Tetangga: "Selamat pagi, Bazi! Kau terlihat semangat sekali pagi ini. Bagaimana hasil menyadap karetnya?"
Bazi: "Selamat pagi! Alhamdulillah, meski sedikit, aku selalu bersyukur. Bagaimana kabar keluargamu?"
Tetangga: "Kami baik-baik saja, terima kasih. Kau selalu penuh semangat, Bazi. Orang-orang di kampung ini sangat menyukaimu."
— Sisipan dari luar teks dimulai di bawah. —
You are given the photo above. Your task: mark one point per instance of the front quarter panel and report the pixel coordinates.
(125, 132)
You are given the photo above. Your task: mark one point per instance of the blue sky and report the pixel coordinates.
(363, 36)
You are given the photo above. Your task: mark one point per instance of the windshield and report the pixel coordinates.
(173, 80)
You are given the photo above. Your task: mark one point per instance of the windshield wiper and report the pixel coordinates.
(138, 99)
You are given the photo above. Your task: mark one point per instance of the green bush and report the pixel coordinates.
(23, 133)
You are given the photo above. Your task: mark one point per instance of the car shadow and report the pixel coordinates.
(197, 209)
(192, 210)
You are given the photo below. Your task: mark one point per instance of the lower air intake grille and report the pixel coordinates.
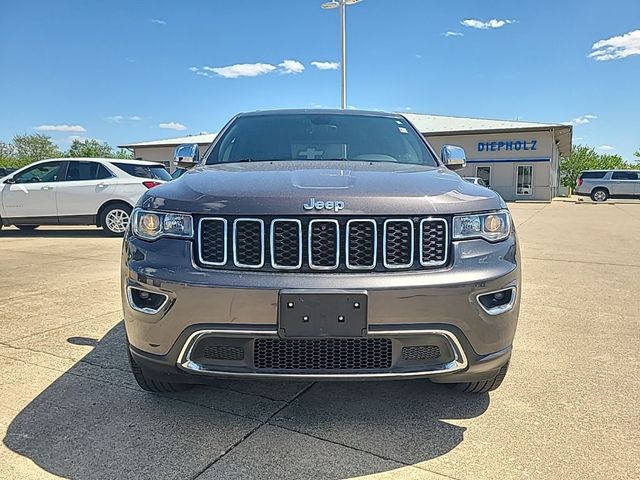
(223, 352)
(422, 352)
(322, 354)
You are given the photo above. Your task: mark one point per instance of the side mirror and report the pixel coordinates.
(453, 157)
(187, 155)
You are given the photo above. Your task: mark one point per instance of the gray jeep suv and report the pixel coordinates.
(320, 245)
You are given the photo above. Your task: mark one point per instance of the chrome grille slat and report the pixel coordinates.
(434, 245)
(357, 249)
(282, 240)
(307, 244)
(398, 243)
(245, 244)
(213, 251)
(324, 246)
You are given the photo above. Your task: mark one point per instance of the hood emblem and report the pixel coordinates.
(313, 204)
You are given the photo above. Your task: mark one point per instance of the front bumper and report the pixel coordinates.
(407, 308)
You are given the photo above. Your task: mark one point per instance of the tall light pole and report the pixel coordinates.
(342, 5)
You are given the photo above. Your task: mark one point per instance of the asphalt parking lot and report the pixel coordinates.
(568, 409)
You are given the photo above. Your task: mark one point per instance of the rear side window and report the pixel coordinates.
(145, 171)
(593, 174)
(79, 170)
(624, 176)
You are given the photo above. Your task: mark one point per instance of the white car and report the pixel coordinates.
(476, 181)
(77, 191)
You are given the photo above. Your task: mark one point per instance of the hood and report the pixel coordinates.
(283, 187)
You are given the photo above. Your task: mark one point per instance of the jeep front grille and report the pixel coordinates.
(323, 244)
(322, 354)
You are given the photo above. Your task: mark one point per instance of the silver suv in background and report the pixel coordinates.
(603, 184)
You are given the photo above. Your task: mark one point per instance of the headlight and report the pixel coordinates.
(493, 226)
(151, 225)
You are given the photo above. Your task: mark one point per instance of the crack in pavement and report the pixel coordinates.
(361, 450)
(519, 226)
(606, 264)
(245, 437)
(53, 329)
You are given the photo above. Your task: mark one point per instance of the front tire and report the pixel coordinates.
(484, 385)
(152, 385)
(115, 219)
(599, 195)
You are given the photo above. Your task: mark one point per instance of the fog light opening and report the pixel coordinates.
(145, 301)
(495, 303)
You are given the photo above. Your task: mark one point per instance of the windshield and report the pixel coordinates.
(145, 171)
(313, 136)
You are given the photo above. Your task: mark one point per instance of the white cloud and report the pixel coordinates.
(71, 138)
(291, 66)
(582, 119)
(173, 126)
(618, 47)
(119, 118)
(242, 70)
(326, 65)
(60, 128)
(481, 25)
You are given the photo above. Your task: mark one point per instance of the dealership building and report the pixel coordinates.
(519, 160)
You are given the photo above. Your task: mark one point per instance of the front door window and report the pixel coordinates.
(485, 174)
(524, 183)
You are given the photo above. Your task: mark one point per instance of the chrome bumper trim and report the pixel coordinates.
(459, 362)
(147, 311)
(502, 308)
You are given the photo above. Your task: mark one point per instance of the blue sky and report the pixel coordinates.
(125, 71)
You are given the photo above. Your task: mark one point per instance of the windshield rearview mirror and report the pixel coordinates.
(453, 157)
(187, 155)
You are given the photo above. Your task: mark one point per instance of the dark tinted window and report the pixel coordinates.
(177, 173)
(81, 170)
(321, 136)
(145, 171)
(593, 174)
(103, 173)
(44, 172)
(624, 176)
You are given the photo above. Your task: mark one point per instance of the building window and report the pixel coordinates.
(524, 180)
(485, 174)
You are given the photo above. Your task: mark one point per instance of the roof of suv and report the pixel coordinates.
(110, 160)
(320, 111)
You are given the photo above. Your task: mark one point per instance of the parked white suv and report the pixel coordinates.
(77, 191)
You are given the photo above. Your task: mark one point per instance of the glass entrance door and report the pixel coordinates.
(524, 180)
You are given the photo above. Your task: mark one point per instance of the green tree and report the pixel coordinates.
(89, 148)
(581, 158)
(7, 154)
(33, 147)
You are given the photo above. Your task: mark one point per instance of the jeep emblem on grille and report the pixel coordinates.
(313, 204)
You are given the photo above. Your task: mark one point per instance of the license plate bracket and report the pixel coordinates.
(335, 313)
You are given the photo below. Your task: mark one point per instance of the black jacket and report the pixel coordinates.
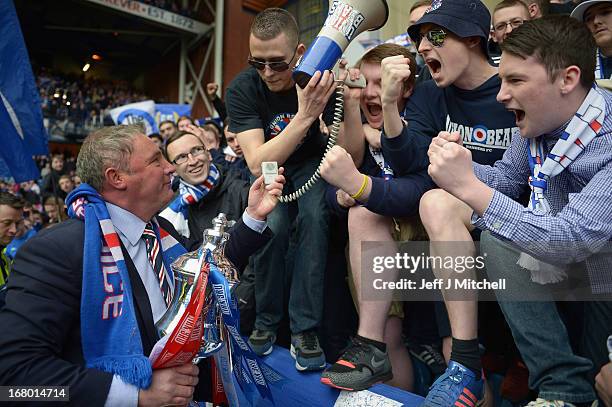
(230, 196)
(40, 343)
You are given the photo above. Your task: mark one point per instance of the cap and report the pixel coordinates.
(464, 18)
(580, 9)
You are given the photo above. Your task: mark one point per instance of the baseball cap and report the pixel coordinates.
(464, 18)
(580, 9)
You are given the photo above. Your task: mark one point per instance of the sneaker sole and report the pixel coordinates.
(266, 353)
(304, 368)
(375, 380)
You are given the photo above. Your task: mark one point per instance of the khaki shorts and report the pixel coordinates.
(404, 229)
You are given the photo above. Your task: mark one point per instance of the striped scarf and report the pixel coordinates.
(581, 130)
(599, 69)
(177, 212)
(109, 331)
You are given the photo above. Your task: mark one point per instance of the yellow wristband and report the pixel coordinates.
(364, 184)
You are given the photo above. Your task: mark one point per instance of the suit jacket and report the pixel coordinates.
(40, 343)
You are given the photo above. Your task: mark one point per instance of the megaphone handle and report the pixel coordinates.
(331, 141)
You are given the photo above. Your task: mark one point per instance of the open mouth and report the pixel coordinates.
(519, 115)
(195, 170)
(374, 109)
(434, 66)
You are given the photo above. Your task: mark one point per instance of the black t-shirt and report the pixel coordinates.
(251, 105)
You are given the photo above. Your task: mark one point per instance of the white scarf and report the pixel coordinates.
(581, 130)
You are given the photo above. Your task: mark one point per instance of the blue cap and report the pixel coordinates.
(464, 18)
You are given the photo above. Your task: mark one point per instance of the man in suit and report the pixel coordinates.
(129, 180)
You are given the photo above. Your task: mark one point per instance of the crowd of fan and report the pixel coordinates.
(43, 203)
(73, 104)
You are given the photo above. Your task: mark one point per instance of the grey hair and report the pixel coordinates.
(105, 148)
       Setiap pagi, Bazi bangun dengan semangat untuk bekerja sebagai petani dengan menyadap karet dan bekerja sama dengan orang-orang di kampungnya. Meskipun pekerjaannya melelahkan dan upahnya tidak seberapa, Bazi selalu melakukan pekerjaannya dengan penuh dedikasi dan keikhlasan. Ia percaya bahwa rezeki datang dari Tuhan dan bahwa setiap orang memiliki peran penting dalam kehidupan orang lain. Meski hidupnya sederhana, Bazi selalu siap membantu sesama yang membutuhkan. Ia sering berbagi kebaikan kepada tetangga-tetangganya yang lebih membutuhkan. Sifat Bazi yang baik membuatnya disukai oleh banyak orang.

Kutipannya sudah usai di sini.